Few investigators have recently chronicled their experience with PD-associated M. abscessus infections [6, 7, 13]. In a recent mini review, Yoshimura et al. compiled a total of 28 reported cases of M. abscessus-associated PD infections, including peritonitis and ESI [5]. The majority of the patients required conversion to HD and surgical debridement of the wound infection. Only 4 cases of attempted PD catheter salvage with antimicrobial therapy have been reported to date with M. abscessus ESI. Among these, 2 died with infectious complications of failed treatment, and 2 were reported as successful eradication of the M. abscessus ESI or tunnel infection (TI). However, one of these cases was treated for only 2 months, raising concerns for true infection vs. colonization [6, 7, 11]. Based on the experience published in the available medical literature, we initially recommended that our patient undergo PD catheter removal at the time of ESI diagnosis. However, his social needs and lifestyle necessitated conservative management, and, indeed, he showed excellent early clinical response to treatment. The Infectious Diseases Society of America (IDSA) guidelines recommend a susceptibility-based combination antimicrobial therapeutic regimen for serious M. abscessus infections. The therapeutic regimens usually combine clarithromycin or azithromycin with an additional parenteral drug such as amikacin and cefoxitin, for a period of 4–6 months for severe infections [14]. We managed our patient with a prolonged oral and intraperitoneal regimen with susceptibility-guided antimicrobial agents for a total duration of 9 months to achieve the clinical resolution of the ESI. Despite this robust approach, the patient developed a quick relapse of M. abscessus ESI on discontinuation of the therapy and developed concurrent peritonitis with a different organism.

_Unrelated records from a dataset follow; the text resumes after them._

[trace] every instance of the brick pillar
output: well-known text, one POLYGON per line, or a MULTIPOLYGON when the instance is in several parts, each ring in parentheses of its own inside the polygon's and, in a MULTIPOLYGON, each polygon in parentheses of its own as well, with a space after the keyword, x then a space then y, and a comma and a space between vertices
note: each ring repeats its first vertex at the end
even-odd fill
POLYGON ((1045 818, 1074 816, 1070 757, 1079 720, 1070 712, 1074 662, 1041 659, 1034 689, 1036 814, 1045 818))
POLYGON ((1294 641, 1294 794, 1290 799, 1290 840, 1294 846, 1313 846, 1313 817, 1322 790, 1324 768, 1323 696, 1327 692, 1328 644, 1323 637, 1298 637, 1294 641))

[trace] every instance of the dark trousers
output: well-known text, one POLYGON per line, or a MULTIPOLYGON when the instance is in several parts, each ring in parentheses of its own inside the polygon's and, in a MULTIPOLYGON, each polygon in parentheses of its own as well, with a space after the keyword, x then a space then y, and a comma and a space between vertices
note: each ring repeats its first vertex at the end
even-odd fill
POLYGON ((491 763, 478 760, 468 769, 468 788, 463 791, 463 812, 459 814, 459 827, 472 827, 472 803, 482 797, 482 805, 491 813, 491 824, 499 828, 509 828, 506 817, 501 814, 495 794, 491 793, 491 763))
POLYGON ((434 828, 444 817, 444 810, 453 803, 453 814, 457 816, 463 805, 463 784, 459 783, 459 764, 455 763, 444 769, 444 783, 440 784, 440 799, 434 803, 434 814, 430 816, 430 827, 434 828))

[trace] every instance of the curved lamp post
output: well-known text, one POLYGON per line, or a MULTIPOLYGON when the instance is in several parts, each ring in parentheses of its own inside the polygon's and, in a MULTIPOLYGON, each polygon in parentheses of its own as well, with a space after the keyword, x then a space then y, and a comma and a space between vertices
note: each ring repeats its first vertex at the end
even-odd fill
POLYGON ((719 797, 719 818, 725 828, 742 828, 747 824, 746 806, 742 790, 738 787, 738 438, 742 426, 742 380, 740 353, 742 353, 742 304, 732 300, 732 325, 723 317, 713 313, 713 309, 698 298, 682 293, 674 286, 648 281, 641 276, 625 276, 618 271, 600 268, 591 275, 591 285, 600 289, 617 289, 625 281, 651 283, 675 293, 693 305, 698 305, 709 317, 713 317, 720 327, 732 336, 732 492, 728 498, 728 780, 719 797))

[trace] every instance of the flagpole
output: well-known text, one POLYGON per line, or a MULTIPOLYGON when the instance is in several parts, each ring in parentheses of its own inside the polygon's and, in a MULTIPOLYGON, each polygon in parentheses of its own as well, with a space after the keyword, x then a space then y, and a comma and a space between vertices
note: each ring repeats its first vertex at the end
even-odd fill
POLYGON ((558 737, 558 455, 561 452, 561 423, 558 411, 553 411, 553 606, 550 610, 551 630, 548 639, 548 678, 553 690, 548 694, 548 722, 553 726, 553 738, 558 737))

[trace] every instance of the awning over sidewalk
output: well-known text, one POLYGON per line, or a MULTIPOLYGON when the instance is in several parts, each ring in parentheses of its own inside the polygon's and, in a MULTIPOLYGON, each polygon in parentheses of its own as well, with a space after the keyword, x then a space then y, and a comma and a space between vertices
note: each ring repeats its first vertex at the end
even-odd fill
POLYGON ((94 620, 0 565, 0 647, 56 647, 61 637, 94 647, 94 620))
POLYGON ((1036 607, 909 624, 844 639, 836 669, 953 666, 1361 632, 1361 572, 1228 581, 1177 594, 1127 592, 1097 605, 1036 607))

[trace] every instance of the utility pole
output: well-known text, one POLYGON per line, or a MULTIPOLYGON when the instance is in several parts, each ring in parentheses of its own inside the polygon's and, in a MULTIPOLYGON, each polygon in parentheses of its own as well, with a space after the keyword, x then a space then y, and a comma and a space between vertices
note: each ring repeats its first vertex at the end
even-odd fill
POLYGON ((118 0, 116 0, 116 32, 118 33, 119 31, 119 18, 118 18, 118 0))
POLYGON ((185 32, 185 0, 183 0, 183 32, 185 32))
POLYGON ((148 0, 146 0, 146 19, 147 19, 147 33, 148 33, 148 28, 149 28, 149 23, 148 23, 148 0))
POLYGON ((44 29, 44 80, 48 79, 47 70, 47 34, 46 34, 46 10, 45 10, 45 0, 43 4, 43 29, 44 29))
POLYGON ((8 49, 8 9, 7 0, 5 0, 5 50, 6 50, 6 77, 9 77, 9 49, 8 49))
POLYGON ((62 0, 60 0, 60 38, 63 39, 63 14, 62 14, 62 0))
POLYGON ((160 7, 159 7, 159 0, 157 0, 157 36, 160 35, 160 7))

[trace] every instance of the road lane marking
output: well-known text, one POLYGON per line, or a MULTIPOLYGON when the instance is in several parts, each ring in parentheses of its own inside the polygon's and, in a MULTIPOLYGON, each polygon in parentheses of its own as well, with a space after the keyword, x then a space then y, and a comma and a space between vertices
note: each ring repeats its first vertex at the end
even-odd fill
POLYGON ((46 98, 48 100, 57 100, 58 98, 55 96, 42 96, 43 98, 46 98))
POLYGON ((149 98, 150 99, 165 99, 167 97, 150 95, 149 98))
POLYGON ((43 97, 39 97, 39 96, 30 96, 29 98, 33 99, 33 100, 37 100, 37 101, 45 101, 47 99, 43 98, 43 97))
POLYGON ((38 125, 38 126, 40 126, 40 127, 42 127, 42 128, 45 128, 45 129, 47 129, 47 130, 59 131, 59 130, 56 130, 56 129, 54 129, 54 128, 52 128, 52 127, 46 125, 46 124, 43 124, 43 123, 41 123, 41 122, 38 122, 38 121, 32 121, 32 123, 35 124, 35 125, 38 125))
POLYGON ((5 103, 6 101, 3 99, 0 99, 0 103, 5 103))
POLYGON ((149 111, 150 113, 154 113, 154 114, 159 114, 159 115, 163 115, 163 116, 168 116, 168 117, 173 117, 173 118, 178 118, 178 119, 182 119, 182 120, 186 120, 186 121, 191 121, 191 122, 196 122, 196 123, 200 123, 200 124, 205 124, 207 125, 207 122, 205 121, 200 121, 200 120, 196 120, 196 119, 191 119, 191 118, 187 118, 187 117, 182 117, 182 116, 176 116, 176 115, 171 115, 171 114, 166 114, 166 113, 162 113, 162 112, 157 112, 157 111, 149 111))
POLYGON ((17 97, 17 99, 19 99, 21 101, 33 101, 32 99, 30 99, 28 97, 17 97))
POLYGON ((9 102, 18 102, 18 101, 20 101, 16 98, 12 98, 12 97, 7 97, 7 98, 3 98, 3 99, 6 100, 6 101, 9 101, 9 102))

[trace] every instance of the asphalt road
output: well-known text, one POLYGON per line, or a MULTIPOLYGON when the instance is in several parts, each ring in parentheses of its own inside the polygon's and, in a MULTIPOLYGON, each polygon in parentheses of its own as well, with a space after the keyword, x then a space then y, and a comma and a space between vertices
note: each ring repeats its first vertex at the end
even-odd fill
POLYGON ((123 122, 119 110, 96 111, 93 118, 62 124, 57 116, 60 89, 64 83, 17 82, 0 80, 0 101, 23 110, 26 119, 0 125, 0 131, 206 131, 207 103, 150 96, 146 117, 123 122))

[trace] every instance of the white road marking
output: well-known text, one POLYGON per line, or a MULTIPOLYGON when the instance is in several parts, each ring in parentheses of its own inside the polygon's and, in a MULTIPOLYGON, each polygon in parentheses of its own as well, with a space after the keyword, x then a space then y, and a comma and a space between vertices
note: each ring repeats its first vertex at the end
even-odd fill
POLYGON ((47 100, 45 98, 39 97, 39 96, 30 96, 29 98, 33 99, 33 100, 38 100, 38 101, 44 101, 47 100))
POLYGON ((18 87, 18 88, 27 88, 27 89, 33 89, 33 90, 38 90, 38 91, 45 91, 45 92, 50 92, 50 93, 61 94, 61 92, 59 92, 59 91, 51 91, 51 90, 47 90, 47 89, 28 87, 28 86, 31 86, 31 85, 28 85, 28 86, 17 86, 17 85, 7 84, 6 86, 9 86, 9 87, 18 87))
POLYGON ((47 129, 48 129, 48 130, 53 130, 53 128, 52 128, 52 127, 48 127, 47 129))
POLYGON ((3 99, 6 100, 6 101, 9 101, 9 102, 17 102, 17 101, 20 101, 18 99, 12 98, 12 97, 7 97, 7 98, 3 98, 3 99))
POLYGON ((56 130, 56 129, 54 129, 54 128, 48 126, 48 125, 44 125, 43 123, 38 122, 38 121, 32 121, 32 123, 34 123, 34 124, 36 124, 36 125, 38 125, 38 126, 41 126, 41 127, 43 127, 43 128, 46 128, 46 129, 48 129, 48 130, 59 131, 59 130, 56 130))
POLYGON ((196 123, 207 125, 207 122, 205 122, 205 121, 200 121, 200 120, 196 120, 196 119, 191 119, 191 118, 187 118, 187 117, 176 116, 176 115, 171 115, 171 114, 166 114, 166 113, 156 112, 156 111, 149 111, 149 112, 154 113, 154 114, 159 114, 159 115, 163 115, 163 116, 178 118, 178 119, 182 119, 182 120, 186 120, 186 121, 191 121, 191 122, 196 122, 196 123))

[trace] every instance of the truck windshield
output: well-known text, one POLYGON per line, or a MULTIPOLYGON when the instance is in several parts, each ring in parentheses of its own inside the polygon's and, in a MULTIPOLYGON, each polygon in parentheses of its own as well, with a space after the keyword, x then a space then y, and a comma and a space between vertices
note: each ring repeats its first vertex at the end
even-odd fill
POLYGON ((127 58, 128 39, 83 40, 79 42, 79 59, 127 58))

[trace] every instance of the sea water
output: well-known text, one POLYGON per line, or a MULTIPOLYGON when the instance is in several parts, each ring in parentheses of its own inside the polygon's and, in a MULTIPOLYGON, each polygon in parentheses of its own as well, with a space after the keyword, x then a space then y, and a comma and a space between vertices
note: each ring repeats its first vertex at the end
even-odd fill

When considered together with the prior published reports, our report underscores several important points. First, among the various NTM species that cause clinical infection in humans, M. abscessus remains among the most difficult to treat because of its well-recognized underlying virulence and resistance to available anti-mycobacterial agents. Second, a conservative approach towards the management of M. abscessus ESI is ineffective, and early PD catheter removal is likely more appropriate for these patients, as there remains a possibility of residual infection capable of causing relapse and failure of therapy even among those clinically responding to the antimicrobials. Additionally, prior reports have shown that M. abscessus ESI/TI can spread through the para-catheter route to cause peritonitis. Ono et al. reported that 60% of ESI with M. abscessus eventually progressed to M. abscessus peritonitis [15]. Though our patient did not develop M. abscessus peritonitis, the high morbidity and mortality associated with peritonitis caused by M. abscessus or secondary fungal infection should serve to deter the maintenance of clinical state favorable to such spread. Third, the course of therapy with anti-mycobacterial agents remains prolonged even with catheter removal, and patients need close follow-up with careful examination of exit site and tunnel areas and ascertainment of peritonitis. While one may argue for a simultaneous PD catheter removal and reinsertion in these PD catheter-associated ESI or TI, the available literature does not support this approach. In our review of the literature, we found a total of 3 previously published case reports of M. abscessus ESI or TI without peritonitis wherein PD catheter was simultaneously removed and reinserted. All patients developed peritonitis with such an approach [4, 5, 16]. Thus, in our patient, we abandoned this approach in favor of catheter removal. Finally, the choice of drugs is mandated by susceptibility testing and may require combinations that have not been evaluated or tested (in our case, we sought the advice of researchers at NIH).
To conclude, we believe that the ESI/TI with M. abscessus are associated with poor outcomes with conservative management. We suggest early consideration of PD catheter removal with at least temporary transfer to hemodialysis, without simultaneous PD catheter reinsertion. Considering the rising trends for the NTM ESI, we believe that these considerations should shape the next iterations of the ISPD infection guidelines.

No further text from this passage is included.